Finalmente, el rompecabezas de la pandemia de sida se ha completado. Hacía falta la pieza clave que explicara su veloz expansión por todo el orbe en tan sólo unos cuantos años. La pregunta del porqué se propagó de manera tan explosiva un virus que no es contagioso como los virus de la gripe, y que para su transmisión necesita de un vehículo conductor no había sido satisfactoriamente respondida. El hecho de que la vía sexual sea la forma de transmisión más común del virus no explica el inicio tan expansivo de la pandemia. Sobre todo porque esa vía no es un mecanismo de transmisión tan eficaz como la vía sanguínea.

Si bien se ha documentado profusamente el papel de las transfusiones y en general de la transmisión sanguínea del VIH en su diseminación, existe un factor en el que no se ha insistido mucho y que, presumiblemente, se ha tratado de ocultar.

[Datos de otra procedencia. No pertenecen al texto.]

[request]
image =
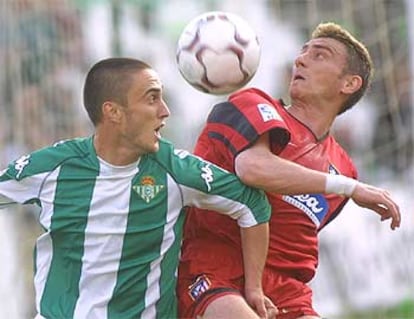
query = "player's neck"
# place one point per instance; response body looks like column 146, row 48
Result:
column 316, row 119
column 113, row 152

La explicación que ofrece la doctora Patricia Volkow sobre el papel jugado por el comercio internacional del plasma, y en particular de los centros de plasmaféresis privados, en la diseminación del virus por el mundo y su introducción en determinadas poblaciones suena muy convincente. Los lugares más afectados del planeta coinciden con aquellos donde se establecieron estos centros de recolección de sangre pagada donde, a su vez, fueron infectados la mayoría de los donadores de plasma remunerados y, como una reacción en cadena, los receptores de ese plasma contaminado, y en otro eslabón de la misma cadena, sus parejas sexuales.

Los intereses millonarios de la pujante industria fraccionadora de plasma se impusieron en muchos países y esos centros continuaron abiertos o se abrieron en otros lugares sin la adecuada supervisión. Por ello, la recomendación de la Organización Mundial de la Salud, expresada el pasado 13 de junio, de recolectar sangre y plasma sólo de donantes voluntarios y no remunerados para garantizar su seguridad, debiera ser atendida de inmediato.